28 Ocak 2012 Cumartesi

hu huuuuu ben geldiiim :)


iş hayatı yazarlığımı sekteye uğrattı sayın okur... farkındayım size artık bişeyler aktaramıyorum. ama bilseniz bu süreçte, hem iş hayatına alışmakla hemde diğer başka problemlerle boğuştuğumu... zaten son 1 senedir burada ara ara isyan bayrağını çekip içimi döksem de, en deşarj olduğum, en iyi dostum olarak seçtim ben blogu... bazen hiçbişey olmamış gibi güldük eğlendik, yazdık, bazen ise ağladık iç döktük küfür ettik... ama artık mevsim normallerine dönme zamanı geldii...

ben dememişmiydim 2012 simone'nun yılı olacak diye... nihayet dualarım karşılığını buluyor yavaş yavaş... herşey normale dönüyor.. 1 senedir stand by olan hayatımızın artık play tuşuna basma zamanı geldi diye düşünüyorum...

herşeyi erteledim.. ama bundan sonra kim tutar beni ? :)

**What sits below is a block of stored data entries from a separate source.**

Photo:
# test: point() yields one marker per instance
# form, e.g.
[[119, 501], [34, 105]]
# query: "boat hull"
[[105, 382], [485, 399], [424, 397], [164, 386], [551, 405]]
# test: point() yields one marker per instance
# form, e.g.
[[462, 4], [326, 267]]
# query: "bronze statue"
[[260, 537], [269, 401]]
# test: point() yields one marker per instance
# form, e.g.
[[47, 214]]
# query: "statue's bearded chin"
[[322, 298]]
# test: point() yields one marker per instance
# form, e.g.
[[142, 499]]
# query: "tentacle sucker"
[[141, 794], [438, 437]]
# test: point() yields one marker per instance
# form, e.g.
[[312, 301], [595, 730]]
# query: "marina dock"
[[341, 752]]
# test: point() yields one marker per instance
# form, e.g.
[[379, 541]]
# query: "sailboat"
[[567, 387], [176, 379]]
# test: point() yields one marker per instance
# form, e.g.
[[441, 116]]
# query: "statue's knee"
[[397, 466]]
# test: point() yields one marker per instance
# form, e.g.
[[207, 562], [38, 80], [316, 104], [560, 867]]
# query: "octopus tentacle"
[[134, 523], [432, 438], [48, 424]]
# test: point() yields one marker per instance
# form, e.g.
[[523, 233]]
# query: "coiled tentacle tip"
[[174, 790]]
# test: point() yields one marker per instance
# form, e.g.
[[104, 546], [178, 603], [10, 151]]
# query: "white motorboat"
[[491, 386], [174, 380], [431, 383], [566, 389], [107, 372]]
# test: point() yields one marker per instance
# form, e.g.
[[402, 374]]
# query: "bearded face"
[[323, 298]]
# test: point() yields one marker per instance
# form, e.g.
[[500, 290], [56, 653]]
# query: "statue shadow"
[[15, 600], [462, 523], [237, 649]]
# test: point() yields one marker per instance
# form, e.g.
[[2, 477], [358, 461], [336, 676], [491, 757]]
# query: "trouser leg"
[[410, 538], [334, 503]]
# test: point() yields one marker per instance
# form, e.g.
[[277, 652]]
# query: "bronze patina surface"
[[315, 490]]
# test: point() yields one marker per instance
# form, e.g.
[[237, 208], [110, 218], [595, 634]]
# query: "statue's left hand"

filmlere gelince... ben bi ara 50. izleyicime ulaştığımda o izleyiciye bir hediye vereceğimden bahsetmiştim ya hani, o hediye çoktaaan sahibine gitti... ve inanın bunu daha fazla izleyici toplamak adına yapmadım ben, sadece kutlama amaçlıydı.. zaten daha fazla seyirci için yapsam, diğer blog hediyelerinde olduğu gibi anasının nikahı kadar bir liste çıkarmam gerekiyordu sanırım.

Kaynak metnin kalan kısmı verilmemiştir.